After publishing three editorials in seven months, The Post still doesn’t appear to understand what the Retail Service Station Amendment Act of 2011would do. The latest editorial [“Gas attack,” Jan. 21] stated that the bill would prohibit gasoline distributors from “owning and operating retail gas stations” in the District. The bill would prohibit gasoline distributors from operating stations, not from owning them — a restriction in place for oil companies since the 1970s.
The editorial claimed the bill would limit a distributor’s ability to sell land. The bill simply extends federal protections in place since 1978. Distributors can sell stations; they just need to give tenants the right of first refusal. Why would a distributor care who signs the check?
The Post also claimed that the increase in the gap between D.C. gas prices and those of neighboring jurisdictions since June 2009 is the result of tax increases. But The Post was comparing prices in the District with prices in the whole D.C. metro area, which includes the District — a flawed approach that artificially shrinks the price gap. Comparing instead the average annual cost of gas in the District and the average annual cost of gas in the Maryland suburbs and the state of Virginia (figures for Northern Virginia are not available) shows that the price gap increased about 8 cents from 2009 to 2011, according to AAA data — more than twice the amount of a District tax that took effect Oct. 1, 2009. The only explanation for growth that big is price gouging.

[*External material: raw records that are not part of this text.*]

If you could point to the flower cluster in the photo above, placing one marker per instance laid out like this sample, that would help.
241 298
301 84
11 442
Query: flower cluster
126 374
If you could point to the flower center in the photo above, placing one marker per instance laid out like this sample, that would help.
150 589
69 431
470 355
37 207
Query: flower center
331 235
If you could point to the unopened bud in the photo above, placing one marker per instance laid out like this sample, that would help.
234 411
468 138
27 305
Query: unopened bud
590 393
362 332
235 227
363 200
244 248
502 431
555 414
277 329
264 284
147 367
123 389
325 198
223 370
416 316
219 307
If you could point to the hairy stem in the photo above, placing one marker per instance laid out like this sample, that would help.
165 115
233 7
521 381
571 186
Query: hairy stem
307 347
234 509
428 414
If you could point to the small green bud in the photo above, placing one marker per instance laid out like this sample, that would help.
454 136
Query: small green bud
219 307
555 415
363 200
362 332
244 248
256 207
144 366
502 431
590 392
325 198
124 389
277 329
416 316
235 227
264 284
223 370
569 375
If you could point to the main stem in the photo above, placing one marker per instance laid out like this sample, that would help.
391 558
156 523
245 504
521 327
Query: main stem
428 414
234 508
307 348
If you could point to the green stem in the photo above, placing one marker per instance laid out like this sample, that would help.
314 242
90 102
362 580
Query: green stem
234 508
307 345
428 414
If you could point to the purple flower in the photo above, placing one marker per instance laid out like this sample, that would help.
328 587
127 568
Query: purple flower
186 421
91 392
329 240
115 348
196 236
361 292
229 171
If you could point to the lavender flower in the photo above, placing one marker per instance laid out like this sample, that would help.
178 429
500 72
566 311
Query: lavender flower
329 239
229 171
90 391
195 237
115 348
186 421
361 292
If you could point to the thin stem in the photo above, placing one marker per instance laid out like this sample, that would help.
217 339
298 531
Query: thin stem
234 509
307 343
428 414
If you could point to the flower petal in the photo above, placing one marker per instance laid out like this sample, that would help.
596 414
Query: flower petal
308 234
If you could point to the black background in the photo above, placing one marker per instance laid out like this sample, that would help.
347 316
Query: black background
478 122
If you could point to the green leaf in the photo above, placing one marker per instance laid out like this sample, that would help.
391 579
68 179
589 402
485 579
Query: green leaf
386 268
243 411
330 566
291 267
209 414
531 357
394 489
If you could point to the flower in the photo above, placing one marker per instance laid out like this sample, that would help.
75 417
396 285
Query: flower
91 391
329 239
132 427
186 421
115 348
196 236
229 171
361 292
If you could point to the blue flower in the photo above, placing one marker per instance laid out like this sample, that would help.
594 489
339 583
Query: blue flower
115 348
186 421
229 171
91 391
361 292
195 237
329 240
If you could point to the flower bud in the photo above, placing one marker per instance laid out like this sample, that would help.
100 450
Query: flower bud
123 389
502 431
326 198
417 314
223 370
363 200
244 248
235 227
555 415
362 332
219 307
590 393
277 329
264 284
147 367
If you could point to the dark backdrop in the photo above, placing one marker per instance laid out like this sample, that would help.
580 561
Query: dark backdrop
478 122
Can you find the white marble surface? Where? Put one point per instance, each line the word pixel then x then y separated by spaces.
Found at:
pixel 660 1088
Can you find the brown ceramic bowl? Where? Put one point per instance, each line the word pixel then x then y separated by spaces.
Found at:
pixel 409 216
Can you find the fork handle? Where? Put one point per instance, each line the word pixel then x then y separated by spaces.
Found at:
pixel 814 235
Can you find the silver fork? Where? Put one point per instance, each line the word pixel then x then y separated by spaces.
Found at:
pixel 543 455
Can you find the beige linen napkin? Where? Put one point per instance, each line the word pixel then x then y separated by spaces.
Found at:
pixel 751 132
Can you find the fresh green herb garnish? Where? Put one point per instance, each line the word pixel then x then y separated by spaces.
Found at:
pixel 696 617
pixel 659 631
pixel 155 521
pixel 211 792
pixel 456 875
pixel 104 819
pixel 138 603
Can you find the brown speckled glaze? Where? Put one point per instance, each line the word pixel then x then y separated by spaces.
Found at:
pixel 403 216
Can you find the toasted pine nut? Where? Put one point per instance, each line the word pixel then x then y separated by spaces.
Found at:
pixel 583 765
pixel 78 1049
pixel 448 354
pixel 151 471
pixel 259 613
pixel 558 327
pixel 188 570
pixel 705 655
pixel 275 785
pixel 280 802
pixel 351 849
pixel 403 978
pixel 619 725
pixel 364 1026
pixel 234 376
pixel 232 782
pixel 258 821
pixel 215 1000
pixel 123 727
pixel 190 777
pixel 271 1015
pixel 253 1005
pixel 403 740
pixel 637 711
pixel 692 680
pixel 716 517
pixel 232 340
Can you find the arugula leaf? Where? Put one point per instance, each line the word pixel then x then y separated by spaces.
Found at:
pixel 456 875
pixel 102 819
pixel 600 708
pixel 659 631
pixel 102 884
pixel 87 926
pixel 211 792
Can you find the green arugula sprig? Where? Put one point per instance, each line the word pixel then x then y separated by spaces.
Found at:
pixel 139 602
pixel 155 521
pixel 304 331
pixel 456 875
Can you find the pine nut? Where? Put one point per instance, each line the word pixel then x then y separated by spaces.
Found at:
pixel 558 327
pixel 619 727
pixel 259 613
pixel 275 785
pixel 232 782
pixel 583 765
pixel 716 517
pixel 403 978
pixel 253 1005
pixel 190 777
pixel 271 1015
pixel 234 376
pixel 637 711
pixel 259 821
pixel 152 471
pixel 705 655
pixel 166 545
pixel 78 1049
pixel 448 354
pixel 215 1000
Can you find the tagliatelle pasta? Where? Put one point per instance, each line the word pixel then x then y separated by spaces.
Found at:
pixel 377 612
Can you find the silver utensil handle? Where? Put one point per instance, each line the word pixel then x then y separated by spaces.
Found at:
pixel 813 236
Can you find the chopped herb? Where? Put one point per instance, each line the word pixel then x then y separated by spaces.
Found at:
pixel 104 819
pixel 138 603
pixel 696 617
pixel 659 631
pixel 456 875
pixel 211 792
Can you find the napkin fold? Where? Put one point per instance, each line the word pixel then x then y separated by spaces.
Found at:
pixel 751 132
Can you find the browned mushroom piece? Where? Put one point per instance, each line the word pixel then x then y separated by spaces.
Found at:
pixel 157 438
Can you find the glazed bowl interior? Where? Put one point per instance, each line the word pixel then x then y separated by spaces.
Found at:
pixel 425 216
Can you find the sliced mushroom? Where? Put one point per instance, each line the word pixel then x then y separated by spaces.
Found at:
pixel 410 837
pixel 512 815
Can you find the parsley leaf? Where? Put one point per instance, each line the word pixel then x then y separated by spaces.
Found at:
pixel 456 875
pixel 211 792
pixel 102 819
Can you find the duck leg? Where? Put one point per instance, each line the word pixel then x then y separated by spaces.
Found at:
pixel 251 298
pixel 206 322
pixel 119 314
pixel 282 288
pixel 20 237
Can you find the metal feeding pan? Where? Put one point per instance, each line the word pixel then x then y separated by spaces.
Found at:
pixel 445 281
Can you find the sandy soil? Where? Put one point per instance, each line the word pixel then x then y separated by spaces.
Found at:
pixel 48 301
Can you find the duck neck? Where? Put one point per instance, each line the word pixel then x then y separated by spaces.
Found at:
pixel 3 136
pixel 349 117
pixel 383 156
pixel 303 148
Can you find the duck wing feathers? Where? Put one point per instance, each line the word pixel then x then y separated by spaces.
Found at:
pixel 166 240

In addition, the editorial reported that the District’s dominant distributor, Eyub “Joe” Mamo, did not acquire his D.C. stations until 2009. True, Mr. Mamo bought his Exxon stations in June 2009, but he owned many other branded stations before that. Rather than ask why I want to address market concentration and manipulation, we should wonder if The Post has become a shill for Mr. Mamo.
Mary Cheh, Washington
The writer, a Democrat, represents Ward 3 in the D.C. Council.